Category Archives: Tablets

Are Tablets and Computers Being Used the Same? [TUPdate]

Is an iPad a computer? Is a Microsoft Surface a tablet? What about Chromebooks – how do they fit into user’s uses? The major tech marketers are working to shift perceptions, such as Apple’s positioning of the iPad as a computer. Even though perceptions do shift buying decisions, user innovation and inertia are a force to reckon with. Many users have already pioneered ways to use their devices. We went straight to the users to see if they’re using tablets and notebooks the same, using iPads differently from Android Tablets, and Windows Notebooks from Chromebooks. Our basic hypothesis is that perceived differences, if substantial, can be confirmed by measuring user behavior.

Top Activities for New Home Tablets

iPads are more useful – based on users doing more with them.
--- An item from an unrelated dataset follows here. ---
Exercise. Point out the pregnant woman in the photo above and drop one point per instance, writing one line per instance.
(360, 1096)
A higher share of users of recently-acquired home-owned tablets use Apple iPads for more of the major tablet activities than users of new Windows tablets or new home Android tablets. This is based on results from the MetaFacts TUP 2018 survey, conducted among 14,273 respondents across the US, UK, Germany, India, and China.
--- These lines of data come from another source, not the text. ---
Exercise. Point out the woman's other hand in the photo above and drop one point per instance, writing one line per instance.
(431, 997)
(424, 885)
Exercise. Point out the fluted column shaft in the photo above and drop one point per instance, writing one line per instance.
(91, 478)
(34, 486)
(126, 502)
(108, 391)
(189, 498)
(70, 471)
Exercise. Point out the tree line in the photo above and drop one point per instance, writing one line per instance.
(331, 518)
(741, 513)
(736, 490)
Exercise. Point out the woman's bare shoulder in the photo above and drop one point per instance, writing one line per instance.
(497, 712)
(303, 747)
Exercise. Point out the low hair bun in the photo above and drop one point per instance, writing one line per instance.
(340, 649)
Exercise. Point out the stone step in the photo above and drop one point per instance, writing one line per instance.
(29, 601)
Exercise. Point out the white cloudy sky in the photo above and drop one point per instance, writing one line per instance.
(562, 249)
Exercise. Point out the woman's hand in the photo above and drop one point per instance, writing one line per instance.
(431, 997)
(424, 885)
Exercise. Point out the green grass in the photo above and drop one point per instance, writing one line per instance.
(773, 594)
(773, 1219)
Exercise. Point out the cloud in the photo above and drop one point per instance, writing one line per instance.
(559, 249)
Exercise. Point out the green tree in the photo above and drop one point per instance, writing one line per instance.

Top activities for New Home Notebooks

In this survey, we asked respondents about 73 different activities regularly used on the connected devices they actively use, including desktops, notebooks, tablets, smartphones, basic cell phones, or game consoles. The activities span a wide range of activities, from communication and entertainment to shopping and productivity. Drilling down to those with new home tablets or notebooks, we found some interesting commonalities as well as striking differences.

Of the top activities used by the largest share of new home tablet users, a higher share of iPads users regularly conduct the majority. Where social network commenting and movie/video watching rank highest among iPad users, these users are somewhat surpassed by Android Tablet users in checking updates on sports and weather, and in downloading free apps/software. User of the newest Windows tablets aren’t strongest in any of the top activities, although they are nearest to the others in listening to music and checking personal email.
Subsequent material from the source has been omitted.